A tree is a digraph such that:
a) with edge directions removed, it is connected and acyclic
You can remove either the assumption that it is acyclic
If it is finite, you can alternatively remove the assumption that it is connected
b) every vertex but one, the root, has indegree 1
c) the root has indegree 0
If there are only finitely many nodes, you can remove either the assumption that the root has indegree 0 or the assumption that the
nodes other than the root have degree 1
Reference: http://www.cs.cornell.edu/courses/cs2800/2016sp/lectures/lec27-29-graphtheory.pdf
Trees are obvious: they're recursive data structures consisting of nodes with children.
Map (aka dictionary) are key/value pairs. Give a map a key and it will return the associated value.
Maps can be implemented using trees, I hope you don't find that confusing.
UPDATE: Confusing "graph" for "map" is very confusing.
Graphs are more complex than trees. Trees imply recursive parent/child relationships. There are natural ways to traverse a tree: depth-first, breadth-first, level-order, etc.

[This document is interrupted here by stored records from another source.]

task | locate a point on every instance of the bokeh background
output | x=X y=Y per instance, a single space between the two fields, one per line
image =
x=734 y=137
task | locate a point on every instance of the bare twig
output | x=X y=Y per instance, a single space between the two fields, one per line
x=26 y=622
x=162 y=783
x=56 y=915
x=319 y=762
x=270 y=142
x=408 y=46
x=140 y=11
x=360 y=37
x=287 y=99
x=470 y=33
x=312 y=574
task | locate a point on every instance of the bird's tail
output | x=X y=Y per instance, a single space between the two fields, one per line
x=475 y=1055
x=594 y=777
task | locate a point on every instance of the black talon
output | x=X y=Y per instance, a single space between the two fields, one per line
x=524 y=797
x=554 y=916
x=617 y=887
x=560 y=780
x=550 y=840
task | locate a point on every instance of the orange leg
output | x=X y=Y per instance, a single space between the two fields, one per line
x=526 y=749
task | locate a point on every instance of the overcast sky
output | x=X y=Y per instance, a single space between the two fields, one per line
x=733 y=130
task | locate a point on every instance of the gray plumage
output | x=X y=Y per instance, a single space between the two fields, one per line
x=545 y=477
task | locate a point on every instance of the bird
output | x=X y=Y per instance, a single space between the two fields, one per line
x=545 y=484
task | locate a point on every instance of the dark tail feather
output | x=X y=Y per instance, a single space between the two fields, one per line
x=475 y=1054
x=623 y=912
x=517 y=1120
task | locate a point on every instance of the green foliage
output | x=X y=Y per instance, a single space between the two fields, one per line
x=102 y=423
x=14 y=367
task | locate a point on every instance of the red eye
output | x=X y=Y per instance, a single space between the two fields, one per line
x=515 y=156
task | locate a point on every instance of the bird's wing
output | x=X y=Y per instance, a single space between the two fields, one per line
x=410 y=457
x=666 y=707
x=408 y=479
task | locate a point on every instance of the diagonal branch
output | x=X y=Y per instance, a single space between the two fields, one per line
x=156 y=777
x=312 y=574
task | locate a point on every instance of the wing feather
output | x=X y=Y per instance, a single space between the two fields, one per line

Graphs can have uni-directional or bi-directional paths between nodes, be cyclic or acyclic, etc. I would consider graphs to be more complex.
I think a cursory search in any decent data structures text (e.g. "Algorithms Design Manual") would give more and better information than any number of SO answers. I would recommend that you not take the passive route and start doing some research for yourself.
one root node in tree and only one parent for one child. However, there is no concept of root node. Another difference is, tree is hierarchical model but graph is network model.
In tree, each node (except the root node) has exactly one predecessor node and one or two successor nodes. It can be traversed by using In-order, Pre-order, Post-order, and Breadth First traversals​. Tree is a special kind of graph that has no cycle so that is known as DAG (Directed Acyclic Graph). Tree is a hierarchical model.
In graph, each node has one or more predecessor nodes and successor nodes. The graph is traversed by using Depth First Search (DFS) and Breadth First Search (BFS) algorithms. Graph has cycle so it is more complex than tree. Graph is a network model. There are two kinds of graph: directed graphs and undirected graphs.
In mathematics, a graph is a representation of a set of objects where some pairs of the objects are connected by links. The interconnected objects are represented by mathematical abstractions called vertices, and the links that connect some pairs of vertices are called edges.[1] Typically, a graph is depicted in diagrammatic form as a set of dots for the vertices, joined by lines or curves for the edges. Graphs are one of the objects of study in discrete mathematics.